Black body radiation is proportional to the power squared:
F=k1*T^4 (1)
Differencing with respect to x:
dF/dx=4*k1*T^3*dT/DX (2)
The fraction of the power absorbed per distance is proportional to the percentage of gas:
dF/dx=k2*rho*F——- (3)
Thus:
k2*rho*F=4*k1*T^3*dT/Dx ——- (4)
The change in pressure with respect to altitude is given by:
dP/dx=rho*g*x ——- (5)
From the ideal gas law and the above equation
P=rho RT ——- (6)
Thus:
rho*(g/R)*x=R*(T*d{rho}/dx+rho*dT/dx) ——- (7)

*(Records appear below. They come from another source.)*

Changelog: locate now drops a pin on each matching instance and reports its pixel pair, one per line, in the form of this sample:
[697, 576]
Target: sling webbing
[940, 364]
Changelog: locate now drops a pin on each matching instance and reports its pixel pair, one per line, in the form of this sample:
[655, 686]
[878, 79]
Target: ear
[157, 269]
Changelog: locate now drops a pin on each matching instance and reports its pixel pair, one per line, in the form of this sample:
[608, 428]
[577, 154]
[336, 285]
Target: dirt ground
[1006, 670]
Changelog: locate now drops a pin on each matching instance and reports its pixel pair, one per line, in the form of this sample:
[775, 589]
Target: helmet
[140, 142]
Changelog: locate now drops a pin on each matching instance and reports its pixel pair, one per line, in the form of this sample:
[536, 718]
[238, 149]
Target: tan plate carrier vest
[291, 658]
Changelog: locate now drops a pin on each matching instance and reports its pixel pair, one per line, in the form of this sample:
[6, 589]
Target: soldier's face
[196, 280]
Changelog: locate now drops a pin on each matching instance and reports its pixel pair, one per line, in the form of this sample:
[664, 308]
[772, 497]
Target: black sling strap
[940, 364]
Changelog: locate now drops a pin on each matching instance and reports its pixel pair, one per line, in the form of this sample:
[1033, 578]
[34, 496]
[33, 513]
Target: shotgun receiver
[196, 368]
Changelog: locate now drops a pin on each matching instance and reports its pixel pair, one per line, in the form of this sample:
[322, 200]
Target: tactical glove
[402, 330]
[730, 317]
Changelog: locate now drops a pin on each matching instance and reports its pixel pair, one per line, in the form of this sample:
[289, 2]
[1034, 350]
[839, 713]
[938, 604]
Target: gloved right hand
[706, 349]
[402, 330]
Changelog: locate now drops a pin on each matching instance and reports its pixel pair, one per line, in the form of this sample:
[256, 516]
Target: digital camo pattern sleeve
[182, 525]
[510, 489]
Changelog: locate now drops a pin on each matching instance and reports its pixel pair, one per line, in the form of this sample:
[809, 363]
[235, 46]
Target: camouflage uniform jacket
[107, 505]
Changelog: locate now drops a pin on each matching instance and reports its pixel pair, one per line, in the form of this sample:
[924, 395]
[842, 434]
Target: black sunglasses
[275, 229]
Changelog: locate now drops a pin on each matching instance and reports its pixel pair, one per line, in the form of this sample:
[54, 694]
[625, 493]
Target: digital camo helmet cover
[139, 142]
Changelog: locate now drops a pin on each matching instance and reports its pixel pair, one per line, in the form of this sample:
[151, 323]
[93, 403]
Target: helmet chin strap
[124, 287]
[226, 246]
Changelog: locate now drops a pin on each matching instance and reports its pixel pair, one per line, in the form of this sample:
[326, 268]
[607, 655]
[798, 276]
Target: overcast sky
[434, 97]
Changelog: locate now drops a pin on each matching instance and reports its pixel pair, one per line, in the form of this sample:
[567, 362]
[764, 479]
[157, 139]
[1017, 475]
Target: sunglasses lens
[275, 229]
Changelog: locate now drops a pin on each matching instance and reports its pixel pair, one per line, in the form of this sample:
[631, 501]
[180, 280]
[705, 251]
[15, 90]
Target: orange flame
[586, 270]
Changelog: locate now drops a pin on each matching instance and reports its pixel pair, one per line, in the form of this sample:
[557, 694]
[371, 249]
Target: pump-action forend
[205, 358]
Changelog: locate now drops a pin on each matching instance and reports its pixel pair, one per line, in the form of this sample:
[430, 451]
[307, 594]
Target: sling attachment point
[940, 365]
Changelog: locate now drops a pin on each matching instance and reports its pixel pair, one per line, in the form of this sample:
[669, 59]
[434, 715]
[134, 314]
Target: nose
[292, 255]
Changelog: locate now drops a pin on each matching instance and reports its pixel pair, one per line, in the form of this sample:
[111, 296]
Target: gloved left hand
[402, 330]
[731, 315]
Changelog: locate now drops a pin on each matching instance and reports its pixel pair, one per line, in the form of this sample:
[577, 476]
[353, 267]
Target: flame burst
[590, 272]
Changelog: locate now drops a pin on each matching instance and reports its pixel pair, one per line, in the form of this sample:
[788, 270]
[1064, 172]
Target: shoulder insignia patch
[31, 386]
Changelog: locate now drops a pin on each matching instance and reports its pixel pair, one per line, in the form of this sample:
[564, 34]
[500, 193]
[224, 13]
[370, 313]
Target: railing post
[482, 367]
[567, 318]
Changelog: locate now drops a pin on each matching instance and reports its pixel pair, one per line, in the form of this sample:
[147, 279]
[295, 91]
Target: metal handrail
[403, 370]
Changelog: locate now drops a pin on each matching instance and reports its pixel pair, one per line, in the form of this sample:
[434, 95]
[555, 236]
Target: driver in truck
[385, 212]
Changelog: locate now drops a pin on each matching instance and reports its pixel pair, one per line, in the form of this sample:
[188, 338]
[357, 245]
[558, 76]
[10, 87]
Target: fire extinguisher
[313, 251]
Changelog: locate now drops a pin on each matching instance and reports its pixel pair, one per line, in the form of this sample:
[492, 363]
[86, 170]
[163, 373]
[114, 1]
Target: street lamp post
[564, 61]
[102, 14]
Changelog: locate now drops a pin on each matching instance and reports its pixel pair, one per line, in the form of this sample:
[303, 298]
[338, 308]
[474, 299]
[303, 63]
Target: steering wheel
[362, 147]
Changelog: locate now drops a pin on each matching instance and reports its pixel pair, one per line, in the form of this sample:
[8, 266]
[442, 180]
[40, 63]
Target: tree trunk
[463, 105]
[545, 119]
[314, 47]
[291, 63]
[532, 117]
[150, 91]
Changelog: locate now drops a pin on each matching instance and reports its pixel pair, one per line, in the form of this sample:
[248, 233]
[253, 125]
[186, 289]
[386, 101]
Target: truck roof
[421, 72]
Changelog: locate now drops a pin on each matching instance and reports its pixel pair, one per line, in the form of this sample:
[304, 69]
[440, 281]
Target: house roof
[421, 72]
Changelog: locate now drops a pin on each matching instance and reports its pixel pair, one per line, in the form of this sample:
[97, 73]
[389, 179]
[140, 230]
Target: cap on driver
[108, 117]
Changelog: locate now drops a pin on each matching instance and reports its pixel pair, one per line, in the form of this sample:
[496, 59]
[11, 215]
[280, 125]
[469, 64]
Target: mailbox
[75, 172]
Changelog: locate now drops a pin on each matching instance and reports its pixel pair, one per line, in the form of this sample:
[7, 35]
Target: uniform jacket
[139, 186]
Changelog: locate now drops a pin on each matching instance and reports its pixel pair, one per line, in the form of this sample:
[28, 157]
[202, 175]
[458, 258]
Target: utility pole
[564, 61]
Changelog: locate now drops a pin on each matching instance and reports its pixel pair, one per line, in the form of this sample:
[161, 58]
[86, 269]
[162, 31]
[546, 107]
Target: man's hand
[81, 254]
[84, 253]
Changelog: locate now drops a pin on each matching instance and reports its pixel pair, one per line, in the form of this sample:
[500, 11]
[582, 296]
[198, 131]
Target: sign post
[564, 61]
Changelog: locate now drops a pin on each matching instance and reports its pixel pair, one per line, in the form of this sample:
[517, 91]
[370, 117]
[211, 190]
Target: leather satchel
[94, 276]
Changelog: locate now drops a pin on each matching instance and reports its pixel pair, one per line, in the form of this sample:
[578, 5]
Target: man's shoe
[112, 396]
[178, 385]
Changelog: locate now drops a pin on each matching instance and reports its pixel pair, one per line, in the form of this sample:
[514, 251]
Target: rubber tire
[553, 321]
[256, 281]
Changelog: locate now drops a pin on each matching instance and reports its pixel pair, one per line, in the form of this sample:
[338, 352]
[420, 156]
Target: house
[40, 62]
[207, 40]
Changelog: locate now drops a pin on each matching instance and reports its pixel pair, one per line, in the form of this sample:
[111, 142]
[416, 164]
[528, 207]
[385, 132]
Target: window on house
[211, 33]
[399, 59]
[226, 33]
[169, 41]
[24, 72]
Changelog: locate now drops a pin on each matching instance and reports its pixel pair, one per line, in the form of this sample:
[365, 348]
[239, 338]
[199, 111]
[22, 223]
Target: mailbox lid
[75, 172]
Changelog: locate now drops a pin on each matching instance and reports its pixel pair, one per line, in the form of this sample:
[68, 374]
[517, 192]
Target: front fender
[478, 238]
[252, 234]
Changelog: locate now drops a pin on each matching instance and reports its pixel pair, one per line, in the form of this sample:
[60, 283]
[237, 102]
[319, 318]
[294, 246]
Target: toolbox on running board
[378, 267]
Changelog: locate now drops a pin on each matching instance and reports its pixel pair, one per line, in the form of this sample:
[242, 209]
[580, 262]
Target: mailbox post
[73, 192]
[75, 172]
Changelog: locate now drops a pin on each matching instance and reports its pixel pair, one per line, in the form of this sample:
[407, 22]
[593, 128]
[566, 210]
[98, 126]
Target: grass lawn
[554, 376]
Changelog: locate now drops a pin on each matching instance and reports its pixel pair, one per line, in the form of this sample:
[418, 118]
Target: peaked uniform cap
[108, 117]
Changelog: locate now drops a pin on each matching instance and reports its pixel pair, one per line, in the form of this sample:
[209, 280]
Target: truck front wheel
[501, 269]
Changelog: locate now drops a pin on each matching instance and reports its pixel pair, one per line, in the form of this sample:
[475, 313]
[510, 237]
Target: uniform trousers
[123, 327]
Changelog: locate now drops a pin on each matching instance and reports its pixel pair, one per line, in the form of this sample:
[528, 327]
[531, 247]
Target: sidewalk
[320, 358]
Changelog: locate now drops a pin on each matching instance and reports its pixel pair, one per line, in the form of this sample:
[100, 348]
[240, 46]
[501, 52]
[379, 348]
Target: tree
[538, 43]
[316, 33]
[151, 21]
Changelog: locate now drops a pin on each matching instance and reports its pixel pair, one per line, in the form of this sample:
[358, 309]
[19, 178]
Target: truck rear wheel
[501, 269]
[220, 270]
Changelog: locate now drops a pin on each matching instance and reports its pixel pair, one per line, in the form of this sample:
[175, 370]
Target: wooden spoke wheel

The last piece of the puzzle is the inverse greenhouse effect as the earth must emit what it absorbs. The power absorbed over a given height is over the cross section a circle (A1) while the power emitted is over the area of a sphere (A2).

Fin/dx=-k3*rho*Fin ——- (8)

dF/dx=1/(d(A2)/dx)*Fin*(A1/A2) ——- (9)
dF/dx=1/(2*4*pi*(x+xo))*Fin*(pi*(x+xo)^2)/(4*pi*(x*xo)^2) ——- (10)
dF/dx =Fin/(32*(x+xo) ——- (11)

Thus ignoring convection and conduction which I think we can do at high altitudes, the laps rate is described by the system of differential equations (7), (4) (8) and (11). To include conduction and convection just change equation 1 and the rest follows. The fractionating of the gases can be dealt with by statistical thermodynamics.

I might try this sometime in the future to see how close an answer it gives us to the actual lapse rate and see how changing the constants k2 and k3 affect the laps rate. As of now I am not sure if the change in the lapse rate is the most significant factor or if it is the pushing of the isothermal curves to higher altitudes.

A program of the players would have been useful.

Otherwise some interesting thoughts and comments.